Google said it has built the worlds fastest machine learning (ML) training supercomputer that broke AI performance records in six out of eight industry-leading MLPerf benchmarks.
Using this supercomputer, as well as the latest Tensor Processing Unit (TPU) chip, Google has set new performance records.
“We achieved these results with ML model implementations in TensorFlow, JAX and Lingvo. Four of the eight models were trained from scratch in under 30 seconds,” Naveen Kumar from Google AI said in a statement.
To put that in perspective, it took more than three weeks to train one of these models on the most advanced hardware accelerator available in 2015.
Google’s latest TPU supercomputer can train the same model almost five orders of magnitude faster just five years later.
MLPerf models are chosen to be representative of cutting-edge machine learning workloads that are common throughout industry and academia.
The supercomputer Google used for the MLPerf training round is four times larger than the “Cloud TPU v3 Pod” that set three records in the previous competition.

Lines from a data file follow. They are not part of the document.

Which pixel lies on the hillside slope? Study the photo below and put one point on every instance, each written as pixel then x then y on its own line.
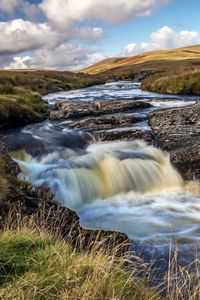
pixel 153 60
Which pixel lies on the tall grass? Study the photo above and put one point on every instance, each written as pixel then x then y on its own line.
pixel 36 263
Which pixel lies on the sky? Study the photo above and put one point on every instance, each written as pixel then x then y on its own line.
pixel 73 34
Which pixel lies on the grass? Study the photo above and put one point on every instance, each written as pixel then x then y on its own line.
pixel 44 82
pixel 37 265
pixel 186 82
pixel 174 71
pixel 146 60
pixel 21 93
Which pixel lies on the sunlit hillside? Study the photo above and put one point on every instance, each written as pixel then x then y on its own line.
pixel 186 55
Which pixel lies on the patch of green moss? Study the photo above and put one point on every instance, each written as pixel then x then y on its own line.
pixel 184 83
pixel 39 267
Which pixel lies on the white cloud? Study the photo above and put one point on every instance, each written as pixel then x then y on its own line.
pixel 64 12
pixel 19 35
pixel 163 38
pixel 63 57
pixel 18 63
pixel 9 6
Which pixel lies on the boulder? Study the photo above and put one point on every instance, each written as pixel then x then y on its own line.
pixel 177 130
pixel 77 109
pixel 106 122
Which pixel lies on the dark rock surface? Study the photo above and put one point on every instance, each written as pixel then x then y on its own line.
pixel 77 109
pixel 22 200
pixel 126 134
pixel 178 131
pixel 106 122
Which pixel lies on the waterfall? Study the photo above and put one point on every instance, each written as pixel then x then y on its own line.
pixel 102 171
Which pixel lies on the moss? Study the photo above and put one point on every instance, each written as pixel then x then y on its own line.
pixel 20 109
pixel 184 83
pixel 36 266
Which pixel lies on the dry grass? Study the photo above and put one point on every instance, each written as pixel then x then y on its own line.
pixel 181 54
pixel 37 264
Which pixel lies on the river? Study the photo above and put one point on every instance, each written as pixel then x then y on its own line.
pixel 123 186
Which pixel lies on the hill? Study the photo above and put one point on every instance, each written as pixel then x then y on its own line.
pixel 152 61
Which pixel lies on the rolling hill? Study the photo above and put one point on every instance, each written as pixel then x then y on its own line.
pixel 153 60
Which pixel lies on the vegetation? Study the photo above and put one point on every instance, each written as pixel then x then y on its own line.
pixel 154 61
pixel 21 92
pixel 37 265
pixel 187 82
pixel 44 82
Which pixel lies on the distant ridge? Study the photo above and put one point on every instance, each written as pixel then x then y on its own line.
pixel 190 53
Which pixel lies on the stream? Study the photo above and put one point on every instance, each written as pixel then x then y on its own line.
pixel 124 186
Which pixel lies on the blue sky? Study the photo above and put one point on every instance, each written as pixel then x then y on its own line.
pixel 70 34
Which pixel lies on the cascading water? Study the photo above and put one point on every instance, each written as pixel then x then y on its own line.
pixel 105 170
pixel 124 186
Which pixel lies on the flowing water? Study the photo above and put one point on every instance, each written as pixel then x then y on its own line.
pixel 124 186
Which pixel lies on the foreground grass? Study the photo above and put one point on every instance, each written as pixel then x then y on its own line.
pixel 39 266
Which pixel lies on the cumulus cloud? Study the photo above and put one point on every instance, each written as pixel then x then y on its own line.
pixel 64 12
pixel 63 57
pixel 9 6
pixel 163 38
pixel 18 63
pixel 19 35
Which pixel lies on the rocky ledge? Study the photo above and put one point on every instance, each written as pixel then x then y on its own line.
pixel 78 109
pixel 19 200
pixel 177 130
pixel 106 122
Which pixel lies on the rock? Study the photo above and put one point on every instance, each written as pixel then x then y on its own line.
pixel 77 109
pixel 177 130
pixel 38 204
pixel 126 134
pixel 105 122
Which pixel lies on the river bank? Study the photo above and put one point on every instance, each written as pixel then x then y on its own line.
pixel 74 125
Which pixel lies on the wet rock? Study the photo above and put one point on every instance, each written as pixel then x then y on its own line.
pixel 77 109
pixel 105 122
pixel 23 201
pixel 126 134
pixel 178 131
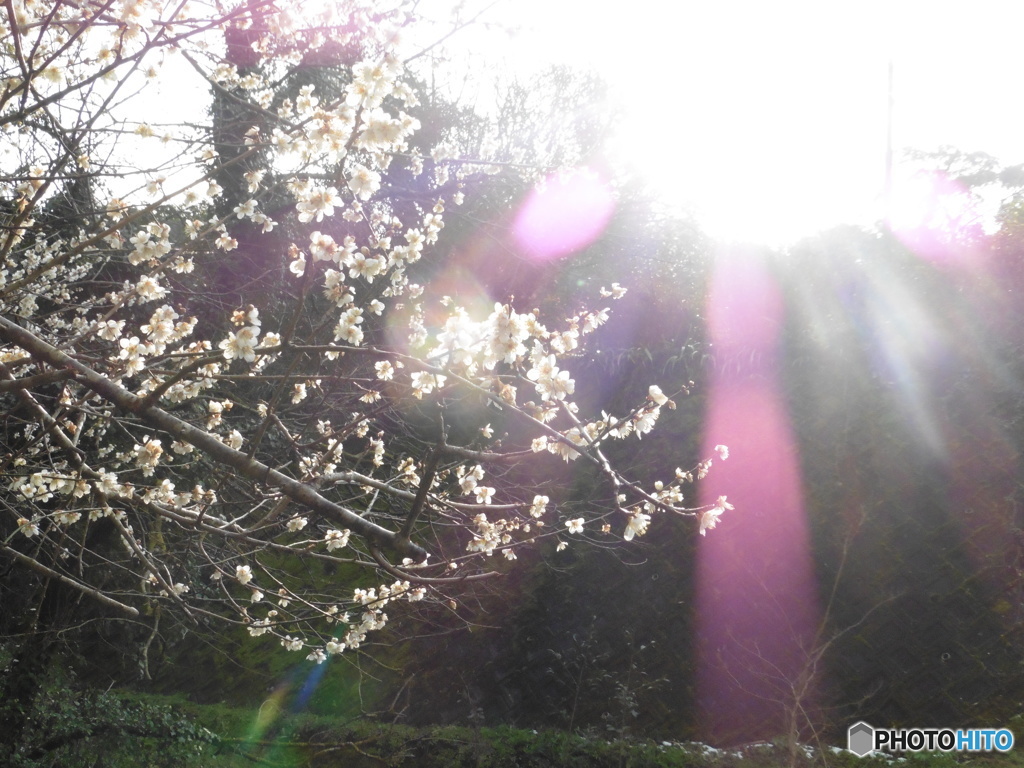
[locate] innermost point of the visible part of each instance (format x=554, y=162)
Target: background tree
x=232, y=392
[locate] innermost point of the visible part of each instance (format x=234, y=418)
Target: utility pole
x=888, y=192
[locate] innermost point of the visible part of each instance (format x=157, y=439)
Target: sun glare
x=770, y=122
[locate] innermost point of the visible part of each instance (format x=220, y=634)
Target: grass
x=222, y=736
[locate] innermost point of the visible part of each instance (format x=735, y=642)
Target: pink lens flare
x=757, y=600
x=564, y=215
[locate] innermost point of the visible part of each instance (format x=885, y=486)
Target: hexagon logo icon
x=860, y=738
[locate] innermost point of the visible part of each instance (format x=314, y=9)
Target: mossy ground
x=232, y=737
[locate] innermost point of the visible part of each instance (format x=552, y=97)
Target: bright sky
x=770, y=118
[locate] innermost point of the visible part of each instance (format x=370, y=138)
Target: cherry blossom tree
x=224, y=367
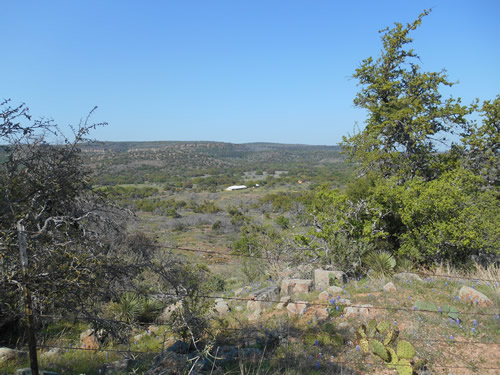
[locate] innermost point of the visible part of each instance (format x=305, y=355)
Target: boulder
x=88, y=339
x=335, y=290
x=168, y=311
x=7, y=354
x=296, y=308
x=295, y=286
x=119, y=367
x=254, y=305
x=169, y=363
x=322, y=278
x=221, y=306
x=263, y=298
x=27, y=371
x=407, y=276
x=255, y=315
x=358, y=310
x=51, y=353
x=468, y=294
x=320, y=315
x=389, y=287
x=283, y=302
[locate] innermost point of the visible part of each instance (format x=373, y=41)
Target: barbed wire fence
x=328, y=305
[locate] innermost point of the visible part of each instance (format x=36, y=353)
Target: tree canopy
x=413, y=197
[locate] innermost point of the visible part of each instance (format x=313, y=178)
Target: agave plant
x=381, y=264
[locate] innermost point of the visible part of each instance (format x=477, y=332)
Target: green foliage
x=411, y=200
x=405, y=350
x=450, y=311
x=379, y=349
x=283, y=222
x=406, y=113
x=134, y=308
x=399, y=358
x=381, y=264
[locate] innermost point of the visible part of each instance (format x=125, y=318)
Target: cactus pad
x=404, y=367
x=379, y=349
x=394, y=357
x=391, y=336
x=405, y=350
x=372, y=328
x=363, y=343
x=362, y=331
x=383, y=327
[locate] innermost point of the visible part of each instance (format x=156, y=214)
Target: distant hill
x=160, y=161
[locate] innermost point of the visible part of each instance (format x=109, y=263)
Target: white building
x=236, y=187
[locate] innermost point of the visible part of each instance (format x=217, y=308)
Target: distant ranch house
x=236, y=187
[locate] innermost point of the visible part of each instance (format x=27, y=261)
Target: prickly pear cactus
x=391, y=336
x=361, y=332
x=379, y=349
x=365, y=347
x=372, y=328
x=405, y=350
x=394, y=357
x=404, y=367
x=383, y=327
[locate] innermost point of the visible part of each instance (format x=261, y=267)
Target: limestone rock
x=335, y=290
x=51, y=353
x=322, y=278
x=7, y=354
x=221, y=306
x=255, y=315
x=263, y=298
x=297, y=308
x=254, y=305
x=363, y=310
x=27, y=371
x=168, y=311
x=283, y=302
x=407, y=276
x=119, y=367
x=320, y=315
x=295, y=286
x=390, y=287
x=471, y=295
x=169, y=363
x=89, y=339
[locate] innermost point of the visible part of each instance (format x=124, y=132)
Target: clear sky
x=234, y=71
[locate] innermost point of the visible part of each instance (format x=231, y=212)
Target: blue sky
x=233, y=71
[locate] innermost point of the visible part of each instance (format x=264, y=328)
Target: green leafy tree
x=408, y=198
x=55, y=230
x=407, y=116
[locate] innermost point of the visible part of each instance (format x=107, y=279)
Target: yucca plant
x=381, y=264
x=405, y=265
x=150, y=309
x=128, y=308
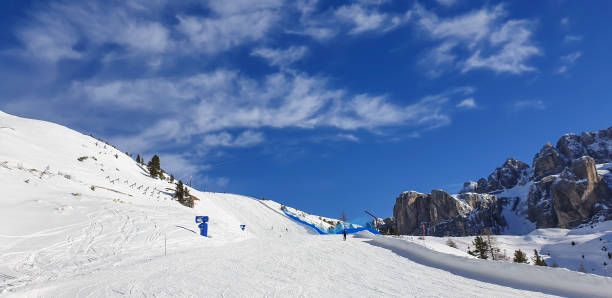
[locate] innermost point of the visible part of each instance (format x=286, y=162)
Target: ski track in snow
x=61, y=238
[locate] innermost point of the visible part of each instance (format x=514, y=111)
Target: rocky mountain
x=567, y=185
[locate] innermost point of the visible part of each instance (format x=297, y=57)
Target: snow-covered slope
x=101, y=227
x=590, y=247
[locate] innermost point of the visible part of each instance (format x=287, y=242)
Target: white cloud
x=363, y=19
x=447, y=3
x=53, y=33
x=353, y=19
x=571, y=58
x=467, y=103
x=492, y=41
x=347, y=137
x=281, y=58
x=207, y=105
x=224, y=139
x=528, y=105
x=572, y=38
x=180, y=166
x=214, y=35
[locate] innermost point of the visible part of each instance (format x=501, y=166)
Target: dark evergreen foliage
x=481, y=248
x=520, y=257
x=154, y=167
x=537, y=259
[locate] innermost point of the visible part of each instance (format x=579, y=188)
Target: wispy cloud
x=447, y=3
x=347, y=137
x=224, y=139
x=468, y=103
x=224, y=100
x=281, y=57
x=492, y=41
x=572, y=38
x=353, y=19
x=520, y=105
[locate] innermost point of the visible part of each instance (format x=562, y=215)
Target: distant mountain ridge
x=567, y=185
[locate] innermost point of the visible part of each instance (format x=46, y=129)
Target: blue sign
x=201, y=219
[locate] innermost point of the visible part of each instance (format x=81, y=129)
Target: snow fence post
x=203, y=225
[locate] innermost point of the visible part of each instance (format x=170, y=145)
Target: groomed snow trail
x=72, y=226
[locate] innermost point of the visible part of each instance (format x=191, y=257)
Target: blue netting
x=351, y=226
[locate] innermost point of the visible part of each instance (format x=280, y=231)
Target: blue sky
x=322, y=105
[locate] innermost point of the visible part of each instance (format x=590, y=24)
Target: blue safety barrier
x=339, y=229
x=203, y=225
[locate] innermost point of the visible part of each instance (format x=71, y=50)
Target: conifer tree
x=154, y=167
x=188, y=199
x=481, y=248
x=179, y=192
x=537, y=259
x=520, y=257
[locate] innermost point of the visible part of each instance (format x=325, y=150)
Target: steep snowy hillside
x=80, y=218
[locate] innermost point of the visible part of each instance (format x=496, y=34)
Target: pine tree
x=537, y=259
x=520, y=257
x=179, y=192
x=188, y=199
x=493, y=251
x=154, y=167
x=481, y=248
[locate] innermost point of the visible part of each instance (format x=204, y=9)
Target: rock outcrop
x=562, y=189
x=511, y=173
x=443, y=214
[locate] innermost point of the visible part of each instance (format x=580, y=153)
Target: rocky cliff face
x=563, y=188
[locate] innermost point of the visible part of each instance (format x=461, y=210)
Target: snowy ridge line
x=297, y=219
x=269, y=207
x=323, y=232
x=555, y=281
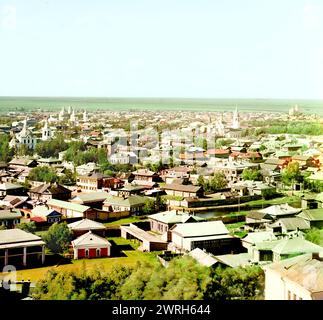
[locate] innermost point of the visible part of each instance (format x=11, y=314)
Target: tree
x=5, y=152
x=251, y=174
x=218, y=181
x=183, y=279
x=150, y=206
x=27, y=226
x=51, y=148
x=292, y=174
x=58, y=237
x=243, y=283
x=201, y=181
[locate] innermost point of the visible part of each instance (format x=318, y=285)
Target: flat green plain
x=27, y=104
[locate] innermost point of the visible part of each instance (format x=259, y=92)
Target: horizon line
x=161, y=98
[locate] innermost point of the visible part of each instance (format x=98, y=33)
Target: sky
x=162, y=48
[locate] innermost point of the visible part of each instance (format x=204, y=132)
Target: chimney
x=316, y=256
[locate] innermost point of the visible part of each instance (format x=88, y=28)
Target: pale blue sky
x=162, y=48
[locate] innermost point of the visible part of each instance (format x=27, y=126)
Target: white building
x=73, y=117
x=205, y=235
x=61, y=115
x=85, y=116
x=46, y=132
x=24, y=137
x=235, y=119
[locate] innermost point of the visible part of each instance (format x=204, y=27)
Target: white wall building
x=297, y=278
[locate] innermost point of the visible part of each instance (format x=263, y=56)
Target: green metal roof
x=93, y=196
x=312, y=214
x=130, y=201
x=296, y=245
x=67, y=205
x=172, y=217
x=8, y=215
x=319, y=197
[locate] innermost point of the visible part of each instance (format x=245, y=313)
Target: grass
x=130, y=259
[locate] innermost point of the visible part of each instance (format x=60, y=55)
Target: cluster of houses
x=275, y=236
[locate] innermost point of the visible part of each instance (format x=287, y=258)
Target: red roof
x=38, y=219
x=218, y=151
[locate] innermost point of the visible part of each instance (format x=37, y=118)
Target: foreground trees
x=58, y=237
x=183, y=279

Graphics giant Nvidia said it also delivered the world’s fastest Artificial Intelligence (AI) training performance among commercially available chips, a feat that will help big enterprises tackle the most complex challenges in AI, data science and scientific computing.
Nvidia A100 GPUs and DGX SuperPOD systems were declared the world’s fastest commercially available products for AI training, according to MLPerf benchmarks.
The A100 Tensor Core GPU demonstrated the fastest performance per accelerator on all eight MLPerf benchmarks.
“The real winners are customers applying this performance today to transform their businesses faster and more cost effectively with AI,” the company said in a statement.
The A100, the first processor based on the Nvidia Ampere architecture, hit the market faster than any previous Nvidia GPU.
World’s leading cloud providers are helping meet the strong demand for Nvidia A100, such as Amazon Web Services (AWS), Baidu Cloud, Microsoft Azure and Tencent Cloud, as well as dozens of major server makers, including Dell Technologies, Hewlett Packard Enterprise, Inspur and Supermicro.
“Users across the globe are applying the A100 to tackle the most complex challenges in AI, data science and scientific computing,” said the company.
(IANS)
Good post but I was wondering if you could write a litte more on this subject? I’d be very thankful if you could elaborate a little bit further. Appreciate it!